Massif Est de la Sainte Baume (83)

Aujourd'hui, Jean Bo nous a donné rendez-vous pour un pélerinage dans le massif de la Sainte Baume. Un groupe de 19 randonneurs et randonneuses sont présents sur le parking de l'Hostellerie de la Sainte Baume.

Une communauté de 7 frères Dominicains assure l’accueil des pèlerins à la Sainte-Baume (à la grotte et à l’hôtellerie). Cet accueil des pèlerins est fort ancien puisque c’est en 1295 que, à l’instigation de Charles II d’Anjou, le pape Boniface VIII et l’Ordre de saint Dominique installaient une communauté de 4 frères en ce même lieu.

Devant une assistance attentive, mais un peu frigorifiée, Jean Bo nous trace le programme de cette journée:

"Nous allons traverser la partie Est du massif, avec un arrêt à la grotte de sainte Marie-Madeleine. Ensuite nous aurons une longue traversée tout au long de la ligne de crête, et après un ou deux passages escarpés, nous redescendrons pour retrouver l'Hostellerie. La distance à parcourir est de14 km 400, et le dénivelé est de 767 m.

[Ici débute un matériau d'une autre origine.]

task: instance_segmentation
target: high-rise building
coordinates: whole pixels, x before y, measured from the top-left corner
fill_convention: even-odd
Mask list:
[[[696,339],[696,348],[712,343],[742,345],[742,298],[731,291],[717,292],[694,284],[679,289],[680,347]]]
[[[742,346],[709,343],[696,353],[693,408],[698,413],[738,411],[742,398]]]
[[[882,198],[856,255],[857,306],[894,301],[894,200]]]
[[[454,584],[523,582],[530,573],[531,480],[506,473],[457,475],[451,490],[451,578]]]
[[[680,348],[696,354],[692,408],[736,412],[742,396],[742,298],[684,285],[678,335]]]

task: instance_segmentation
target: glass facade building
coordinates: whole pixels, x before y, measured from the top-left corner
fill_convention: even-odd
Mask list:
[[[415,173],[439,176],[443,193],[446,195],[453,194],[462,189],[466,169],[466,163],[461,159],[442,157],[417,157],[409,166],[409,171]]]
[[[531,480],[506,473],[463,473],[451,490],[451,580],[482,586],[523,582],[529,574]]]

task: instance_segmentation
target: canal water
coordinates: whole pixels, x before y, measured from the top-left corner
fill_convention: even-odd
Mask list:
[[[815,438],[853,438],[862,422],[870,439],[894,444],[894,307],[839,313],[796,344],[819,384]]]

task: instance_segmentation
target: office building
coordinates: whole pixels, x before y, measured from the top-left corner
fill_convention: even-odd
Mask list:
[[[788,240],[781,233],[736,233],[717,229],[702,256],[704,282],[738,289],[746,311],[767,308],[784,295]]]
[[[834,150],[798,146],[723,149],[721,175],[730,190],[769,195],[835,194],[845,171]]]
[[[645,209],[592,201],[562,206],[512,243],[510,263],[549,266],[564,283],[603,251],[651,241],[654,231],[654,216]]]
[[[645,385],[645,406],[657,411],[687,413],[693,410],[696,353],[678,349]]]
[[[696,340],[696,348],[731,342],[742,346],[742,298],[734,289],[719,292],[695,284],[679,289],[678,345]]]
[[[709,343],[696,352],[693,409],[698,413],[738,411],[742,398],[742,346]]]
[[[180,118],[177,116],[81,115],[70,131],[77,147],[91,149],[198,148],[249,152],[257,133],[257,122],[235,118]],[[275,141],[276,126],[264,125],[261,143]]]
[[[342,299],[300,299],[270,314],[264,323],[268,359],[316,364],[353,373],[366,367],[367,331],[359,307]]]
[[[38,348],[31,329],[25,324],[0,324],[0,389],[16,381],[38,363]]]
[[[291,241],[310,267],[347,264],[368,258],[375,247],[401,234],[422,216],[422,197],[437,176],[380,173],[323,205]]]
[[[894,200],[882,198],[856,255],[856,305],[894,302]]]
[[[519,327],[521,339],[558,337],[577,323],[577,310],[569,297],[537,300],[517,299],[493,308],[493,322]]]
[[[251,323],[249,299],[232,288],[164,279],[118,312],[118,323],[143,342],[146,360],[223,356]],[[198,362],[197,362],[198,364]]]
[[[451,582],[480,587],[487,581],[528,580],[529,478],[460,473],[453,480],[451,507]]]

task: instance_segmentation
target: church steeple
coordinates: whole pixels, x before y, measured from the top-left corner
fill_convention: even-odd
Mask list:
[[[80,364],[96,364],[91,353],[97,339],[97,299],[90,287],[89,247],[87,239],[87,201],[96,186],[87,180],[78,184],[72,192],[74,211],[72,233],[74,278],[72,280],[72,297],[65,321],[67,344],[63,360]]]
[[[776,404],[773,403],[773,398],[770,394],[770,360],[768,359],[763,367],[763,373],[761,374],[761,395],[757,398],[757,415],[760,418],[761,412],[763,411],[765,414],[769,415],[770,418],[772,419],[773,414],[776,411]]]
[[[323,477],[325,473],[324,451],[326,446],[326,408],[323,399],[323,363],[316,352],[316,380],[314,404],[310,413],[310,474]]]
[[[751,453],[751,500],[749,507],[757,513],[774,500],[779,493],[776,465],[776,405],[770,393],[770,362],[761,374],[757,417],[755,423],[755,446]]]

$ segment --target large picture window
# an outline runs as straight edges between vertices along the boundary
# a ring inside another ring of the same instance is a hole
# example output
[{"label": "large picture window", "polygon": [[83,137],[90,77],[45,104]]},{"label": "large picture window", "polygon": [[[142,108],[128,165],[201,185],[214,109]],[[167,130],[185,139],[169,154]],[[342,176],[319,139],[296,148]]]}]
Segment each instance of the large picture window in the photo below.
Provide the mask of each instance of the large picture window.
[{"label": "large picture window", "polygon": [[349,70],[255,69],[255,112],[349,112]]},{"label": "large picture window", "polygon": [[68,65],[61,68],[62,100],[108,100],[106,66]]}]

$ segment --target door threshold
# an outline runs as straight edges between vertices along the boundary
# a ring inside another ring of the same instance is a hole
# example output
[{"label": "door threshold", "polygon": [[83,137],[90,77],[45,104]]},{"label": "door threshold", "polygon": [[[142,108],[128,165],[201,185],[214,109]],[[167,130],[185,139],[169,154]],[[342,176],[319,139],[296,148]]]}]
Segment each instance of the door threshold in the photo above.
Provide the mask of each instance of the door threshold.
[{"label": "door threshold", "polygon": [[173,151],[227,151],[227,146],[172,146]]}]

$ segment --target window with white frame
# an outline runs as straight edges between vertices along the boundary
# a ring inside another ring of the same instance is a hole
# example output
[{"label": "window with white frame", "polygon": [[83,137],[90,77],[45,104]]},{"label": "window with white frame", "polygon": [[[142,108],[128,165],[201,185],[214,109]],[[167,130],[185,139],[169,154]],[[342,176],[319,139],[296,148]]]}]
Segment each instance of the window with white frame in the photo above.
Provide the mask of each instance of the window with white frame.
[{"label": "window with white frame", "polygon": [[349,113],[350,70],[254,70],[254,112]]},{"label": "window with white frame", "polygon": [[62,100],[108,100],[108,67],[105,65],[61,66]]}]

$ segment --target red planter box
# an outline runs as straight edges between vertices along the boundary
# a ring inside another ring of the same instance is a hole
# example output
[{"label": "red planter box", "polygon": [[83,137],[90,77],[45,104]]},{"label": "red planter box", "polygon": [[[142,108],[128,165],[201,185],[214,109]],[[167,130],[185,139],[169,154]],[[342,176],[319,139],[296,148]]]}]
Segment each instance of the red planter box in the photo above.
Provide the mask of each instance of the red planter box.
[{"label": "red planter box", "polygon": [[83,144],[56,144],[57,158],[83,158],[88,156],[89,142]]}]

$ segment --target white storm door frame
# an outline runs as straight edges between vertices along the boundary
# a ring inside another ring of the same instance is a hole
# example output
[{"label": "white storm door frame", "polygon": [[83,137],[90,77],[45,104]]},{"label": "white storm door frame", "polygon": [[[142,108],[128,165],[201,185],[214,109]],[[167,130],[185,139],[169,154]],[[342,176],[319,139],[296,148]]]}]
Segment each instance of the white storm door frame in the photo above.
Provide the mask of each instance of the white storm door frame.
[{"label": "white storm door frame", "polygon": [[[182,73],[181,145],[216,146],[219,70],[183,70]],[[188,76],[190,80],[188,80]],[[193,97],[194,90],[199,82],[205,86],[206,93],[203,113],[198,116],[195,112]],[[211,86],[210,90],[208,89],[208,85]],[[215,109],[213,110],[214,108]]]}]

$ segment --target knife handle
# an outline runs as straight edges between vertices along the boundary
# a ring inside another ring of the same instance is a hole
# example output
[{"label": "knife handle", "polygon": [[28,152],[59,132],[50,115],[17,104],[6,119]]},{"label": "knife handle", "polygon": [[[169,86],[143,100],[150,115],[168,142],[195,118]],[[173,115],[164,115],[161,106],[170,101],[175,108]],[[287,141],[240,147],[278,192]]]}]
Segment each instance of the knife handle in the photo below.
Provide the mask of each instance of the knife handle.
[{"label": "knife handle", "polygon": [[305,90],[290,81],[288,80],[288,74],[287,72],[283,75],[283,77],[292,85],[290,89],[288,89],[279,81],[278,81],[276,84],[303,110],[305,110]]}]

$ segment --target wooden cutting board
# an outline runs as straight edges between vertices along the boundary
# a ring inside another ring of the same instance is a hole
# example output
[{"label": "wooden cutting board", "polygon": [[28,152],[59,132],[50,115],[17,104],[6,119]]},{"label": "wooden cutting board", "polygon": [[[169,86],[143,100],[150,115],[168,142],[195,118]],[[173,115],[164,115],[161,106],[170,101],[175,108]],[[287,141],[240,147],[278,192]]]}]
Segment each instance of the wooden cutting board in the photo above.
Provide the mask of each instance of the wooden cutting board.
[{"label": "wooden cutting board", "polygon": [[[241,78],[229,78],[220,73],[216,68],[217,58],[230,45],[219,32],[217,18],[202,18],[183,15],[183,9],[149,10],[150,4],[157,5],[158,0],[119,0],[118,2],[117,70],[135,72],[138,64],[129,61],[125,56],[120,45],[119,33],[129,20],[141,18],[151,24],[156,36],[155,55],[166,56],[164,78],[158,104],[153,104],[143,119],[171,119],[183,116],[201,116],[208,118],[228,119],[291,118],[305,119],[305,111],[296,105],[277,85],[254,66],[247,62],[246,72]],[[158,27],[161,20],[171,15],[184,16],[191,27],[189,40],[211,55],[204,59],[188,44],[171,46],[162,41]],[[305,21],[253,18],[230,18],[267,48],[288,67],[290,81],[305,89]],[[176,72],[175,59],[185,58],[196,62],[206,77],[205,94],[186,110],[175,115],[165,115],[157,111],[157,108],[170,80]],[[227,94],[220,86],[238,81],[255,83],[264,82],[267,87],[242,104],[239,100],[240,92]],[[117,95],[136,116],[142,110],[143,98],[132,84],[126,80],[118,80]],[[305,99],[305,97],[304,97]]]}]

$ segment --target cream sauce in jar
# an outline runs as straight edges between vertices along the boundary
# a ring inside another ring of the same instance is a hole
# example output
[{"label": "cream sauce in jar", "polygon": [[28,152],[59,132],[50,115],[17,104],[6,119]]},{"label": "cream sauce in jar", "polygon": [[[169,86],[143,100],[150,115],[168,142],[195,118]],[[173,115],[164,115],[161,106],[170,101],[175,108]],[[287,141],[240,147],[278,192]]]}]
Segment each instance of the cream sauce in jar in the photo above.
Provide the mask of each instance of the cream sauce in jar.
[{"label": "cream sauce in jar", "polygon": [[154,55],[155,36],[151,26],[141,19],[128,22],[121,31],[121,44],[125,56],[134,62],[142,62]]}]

Rando classée Moyen ***. La précédente randonnée sur ce même parcours a été faite le 01/04/2010, avec des conditions météos quasi hivernales."

 

 

 

 

 

 

 

 

 

 

 

 

 

 

 

 

 

 

La Sainte-Baume est d’abord une curiosité géologique : sa barre rocheuse, qui s’allonge sur douze kilomètres, a surgi des fonds marins à l’ère secondaire et sa forêt, protégée par la falaise, est une « relique » de celle qui couvrait la Provence à la fin du tertiaire. La grotte naturelle creusée par l’érosion (baumo, en provençal) est devenue un des lieux de pèlerinage les plus anciens du monde chrétien : sainte Marie-Madeleine y aurait vécu trente années de sa vie.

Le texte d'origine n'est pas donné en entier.